FWIW, just seeing the title, this is what I expected to read.
DOS got a lot of thing wrong about command line parsing, but pushing wildcard expansion to the applications themselves prevented this whole class of errors
And even allowed things like 'RENAME *.txt *.bak'.. one of the most surprising things when starting to use Linux was that there was no simple way using the default utilities to accomplish the same thing...
The DOS approach means that glob expansion must be consistently implemented by each and every utility and since that is impossible it is inconsistent across tools.
Unix/Linux takes the view that the shell is responsible for interpreting parameter expansion, and that once expanded, those parameters are then handed off to the invoked command. Yes, there are edge-cases, but they are the same edge cases for each command. There's only one set of knowledge to internalise.
(I began that internalisation some 35 years ago and am tremendously grateful that much of the knowledge has been cumulative rather than substituting for earlier methods. The areas I consistently have the greatest challenges are those in which behaviours or methods have changed (in cases multiple times) over the years and/or decades. Especially for tools which are seldom used.
The bash shell isn't fully consistent, I'll grant. But it's also what I'm using much of the day, every day for interactions, and even its inconsistencies become hardwired over time.

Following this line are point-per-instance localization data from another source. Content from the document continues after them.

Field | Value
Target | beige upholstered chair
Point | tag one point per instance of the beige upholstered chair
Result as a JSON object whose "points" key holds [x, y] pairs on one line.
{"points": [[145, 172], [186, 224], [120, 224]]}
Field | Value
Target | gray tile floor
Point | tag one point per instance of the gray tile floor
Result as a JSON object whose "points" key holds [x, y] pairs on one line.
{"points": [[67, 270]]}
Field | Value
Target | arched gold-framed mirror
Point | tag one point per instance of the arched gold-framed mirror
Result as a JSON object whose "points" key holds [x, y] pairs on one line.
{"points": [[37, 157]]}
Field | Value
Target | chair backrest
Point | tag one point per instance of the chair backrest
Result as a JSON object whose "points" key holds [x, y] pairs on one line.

I think on balance that's one of the things DOS got wrong. I find the Unix way of doing arguments much nicer. Part of that is consistency: that rename command may be convenient, but it's pretty strange and counterintuitive that it treats the wildcard differently from most other commands, and the same convenience could have been achieved with another syntax.
This is one thing the C-shell (which was my shell for decades) got right.
% echo no*such*file
echo: No match.
Whereas in bash you can get used to this behaviour until it bites you. Luckily the tcsh usage has already given me the "finger memory" to use the quotes.
Good explanation but he didn’t say how to quote. Single, double, double quotes surrounded by single, etc. Quoting is quite confusing and rarely taught, you just kind of learn by accident and trial and error.